Stress is a major determinant of health. Stress stress stress stress. Stress from your high powered job, but even more: Stress from being or feeling marginalized. Stress from not having enough money and constantly being in survival mode. Stress from being treated poorly. Stress from lingering effects of trauma.
Stress affects your gut, and your immunity, and your overall health.
Now… don’t stress over stress. And don’t blame yourself for stress. A lot of stress is not that easy to just breathe away (even though I do believe in breathing). But understand that it’s all complicated, it’s not your fault, and food is often the least offensive part of our lifestyles.
Under-eating actually causes health problems too: gut problems, hormonal problems, nutrient deficiencies, inflammation, anxiety, etc.
There is also something called a nocebo affect, where your fear over a certain food can actually give you negative symptoms when you eat it.
If health is your goal, healing your relationship to food is still an imperative step towards well-rounded health.
That being said, not all food is great for everyone. And not all food is great. (I don’t actually believe ‘all food is equal’. For instance, for instance… food with pesticides in it aren’t great for us, and worse for some depending on how efficient their body is at processing them out. But… at this point, you can’t avoid pesticides unless you live in an actual bubble. And even attempts at avoiding them requires lots of money to spend on organic food.) All food doesn’t need to be equal in order for you to be allowed to eat what you crave.

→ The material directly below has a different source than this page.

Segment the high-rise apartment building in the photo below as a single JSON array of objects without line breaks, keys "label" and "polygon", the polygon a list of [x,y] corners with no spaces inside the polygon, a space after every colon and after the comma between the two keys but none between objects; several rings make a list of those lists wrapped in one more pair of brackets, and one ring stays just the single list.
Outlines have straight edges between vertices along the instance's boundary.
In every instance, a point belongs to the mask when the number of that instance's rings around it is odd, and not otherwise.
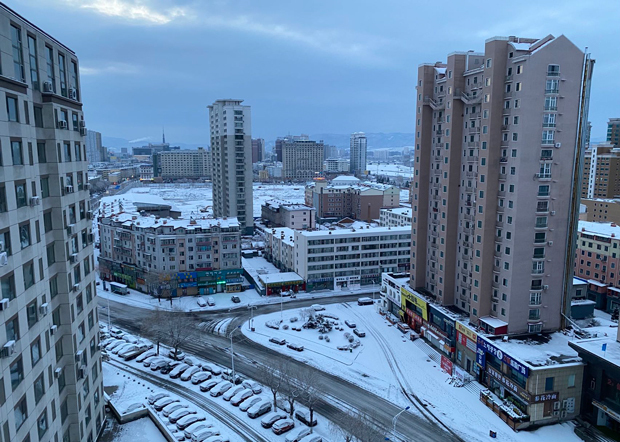
[{"label": "high-rise apartment building", "polygon": [[76,54],[0,3],[0,439],[93,441],[104,420]]},{"label": "high-rise apartment building", "polygon": [[620,148],[613,144],[598,144],[586,149],[581,197],[620,197]]},{"label": "high-rise apartment building", "polygon": [[592,65],[547,36],[418,68],[411,285],[487,333],[561,324]]},{"label": "high-rise apartment building", "polygon": [[94,130],[87,130],[86,133],[86,159],[89,164],[105,161],[103,145],[101,144],[101,133]]},{"label": "high-rise apartment building", "polygon": [[164,180],[198,179],[211,177],[211,152],[199,147],[196,150],[171,150],[153,154],[153,175]]},{"label": "high-rise apartment building", "polygon": [[620,118],[610,118],[607,122],[607,142],[620,144]]},{"label": "high-rise apartment building", "polygon": [[265,140],[252,138],[252,163],[258,163],[265,158]]},{"label": "high-rise apartment building", "polygon": [[290,137],[282,142],[282,177],[285,180],[307,181],[323,172],[323,142],[307,138]]},{"label": "high-rise apartment building", "polygon": [[367,141],[364,132],[354,132],[351,134],[350,167],[352,174],[361,175],[366,172]]},{"label": "high-rise apartment building", "polygon": [[252,121],[243,100],[209,106],[213,214],[236,217],[244,234],[254,231],[252,201]]}]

It is insane and crazy-making to always try to eat perfect food.
You can eat anything, even if it doesn’t fit into anyone’s definition of healthy. You can just eat and calm down about it. It’s more important to feed yourself than to constantly stress out over if your your food is healthy enough. The body wants to thrive. It wants to be resilient. As I’ve said above… stress over your eating actually perpetuates some of the health problems you may be experiencing, too.
Healing your dysfunctional relationship with food and weight, will help you eat in a way that supports your health, whatever that looks like.